Although McCrary wrote the songs on Resurrect Me in the aftermath of her mother’s death and her own bout with cancer, they’re remarkably upbeat and stylistically diverse. Infusing elements of jazz, swing, electronica and blues with classic pop, McCrary’s genre-crossing tracks twist unexpected wit and humor into some of life’s bleakest moments. Using her taut voice sparingly, but fiercely, she permeates the songs with soulful undertones of resignation and hope.
With David Cook acting as pianist, arranger, musical director and producer on the album, due Spring 2015, McCrary and Cook completed the recording process for Resurrect Me in three days, backed by some of New York’s finest jazz and swing musicians.

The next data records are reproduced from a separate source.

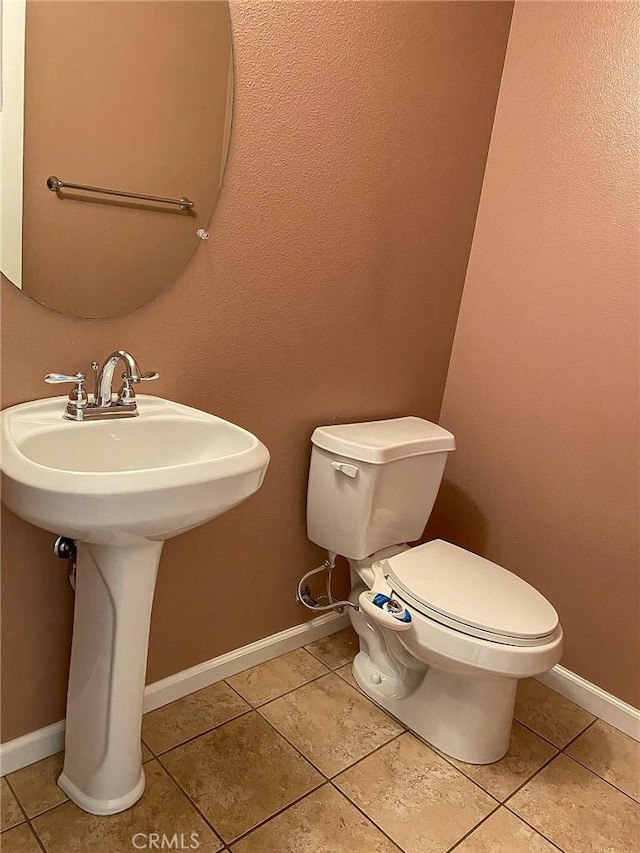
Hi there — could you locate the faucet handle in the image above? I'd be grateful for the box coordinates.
[44,373,88,408]
[44,373,87,385]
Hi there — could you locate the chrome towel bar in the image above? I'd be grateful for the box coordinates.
[47,175,194,210]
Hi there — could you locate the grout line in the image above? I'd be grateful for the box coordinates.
[149,707,254,758]
[156,756,226,847]
[513,716,568,750]
[255,684,406,782]
[220,776,331,853]
[504,803,565,853]
[558,717,600,752]
[502,747,562,814]
[220,658,333,711]
[446,802,502,853]
[562,753,638,808]
[329,782,403,853]
[3,776,48,853]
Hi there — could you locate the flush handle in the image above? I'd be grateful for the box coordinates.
[331,462,360,478]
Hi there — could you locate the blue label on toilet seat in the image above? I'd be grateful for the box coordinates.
[371,592,411,622]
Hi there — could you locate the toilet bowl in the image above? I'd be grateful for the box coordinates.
[307,418,562,764]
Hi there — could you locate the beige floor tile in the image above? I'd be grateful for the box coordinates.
[335,663,362,693]
[566,720,640,802]
[305,626,358,669]
[335,733,498,853]
[0,823,42,853]
[33,761,222,853]
[260,673,403,776]
[163,711,322,841]
[515,678,595,747]
[455,808,558,853]
[232,785,398,853]
[448,721,557,800]
[142,681,249,755]
[0,779,24,832]
[507,755,640,853]
[227,649,327,705]
[7,752,68,817]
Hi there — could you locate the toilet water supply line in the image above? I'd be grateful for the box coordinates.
[296,553,360,613]
[296,552,411,631]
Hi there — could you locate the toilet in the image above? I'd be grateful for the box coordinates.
[307,417,562,764]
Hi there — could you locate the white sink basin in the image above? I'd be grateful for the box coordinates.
[0,395,269,545]
[0,395,269,815]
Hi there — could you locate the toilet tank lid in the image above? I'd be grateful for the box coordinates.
[311,417,456,465]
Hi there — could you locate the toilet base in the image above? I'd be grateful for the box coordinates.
[353,651,518,764]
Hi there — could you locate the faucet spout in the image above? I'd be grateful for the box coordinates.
[94,349,140,406]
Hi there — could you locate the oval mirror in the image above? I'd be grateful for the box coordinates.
[0,0,233,318]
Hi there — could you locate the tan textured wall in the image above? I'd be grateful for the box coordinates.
[22,0,231,317]
[2,2,511,739]
[430,2,640,705]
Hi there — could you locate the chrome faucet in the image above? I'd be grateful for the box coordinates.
[44,349,159,421]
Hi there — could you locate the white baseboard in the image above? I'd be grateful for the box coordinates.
[0,613,349,776]
[0,613,640,776]
[0,720,64,776]
[144,613,349,714]
[537,666,640,741]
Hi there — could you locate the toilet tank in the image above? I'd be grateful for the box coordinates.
[307,417,455,560]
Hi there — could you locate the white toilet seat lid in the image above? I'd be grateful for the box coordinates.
[383,539,559,645]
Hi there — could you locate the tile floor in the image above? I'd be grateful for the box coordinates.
[0,629,640,853]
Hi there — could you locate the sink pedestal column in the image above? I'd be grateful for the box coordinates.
[58,541,164,815]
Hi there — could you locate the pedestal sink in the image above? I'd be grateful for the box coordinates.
[0,395,269,815]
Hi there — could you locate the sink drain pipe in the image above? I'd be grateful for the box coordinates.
[53,536,77,592]
[296,552,360,613]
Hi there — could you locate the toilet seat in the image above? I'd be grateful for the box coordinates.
[382,539,559,646]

“The technical term for my nerve damage is paresis of the right vocal fold,” McCrary says, lightly, noting that most people can’t tell a difference. “I lost some of my high notes, and I’m still learning how to sing with my new, limited instrument. I said a tearful goodbye to a few beloved songs I will never sing again in the original key, but the number of new songs I get to write and sing with my new voice is infinite. You can’t beat that.”
UPDATE:
Long story short: turns out the vocal nerve damage was more significant and limiting than originally estimated, and Bess has since retired from active performance as a professional singer. She continues to write music and songs and to act as a publisher for ASCAP under the name Retiary Music. In addition, Bess has built a home studio and now has a new passion borne of a lifetime as an avid reader and actor: voice acting and audiobook narration. Check back in 2021 for release dates of her first performance of TKO Studios’ Blood Like Garnets and other upcoming projects.
“(Bess creates) …moments within her songs when you feel that all the layers of pretense have been stripped and what you are hearing is not so much her voice but the deepest expressions of a passionate soul. It’s vulnerability, but a vulnerability tempered by inner strength. It’s emotional honesty expressed with intelligence and wit. It’s paradoxical, indescribable and “it.” It also makes for an amazing listening experience.”
— The Alt Rock Chick
Bess McCrary’s, “for Happy,” has the rare distinction of making its way into my three-CD dinner and wine party rotation, joining Sara Bareilles and Norah Jones. A collection of 13 original songs, there is a theatricality to her jazz that makes it unique, varied and catchy. From Dixieland and the throwback 20’s nightclub feel of “Every Time I Love You” to the mournful “Cry So Good” (with a chorus and bridge that refuses to budge from my head) to the 50’s do-wop of “Life’s Work,” the funky calypso of “Solidarity,” these songs have a contemporary melodic edge with a jazz underpinning. I’d recommend welcoming Bess and “for Happy” into your “best of” rotation.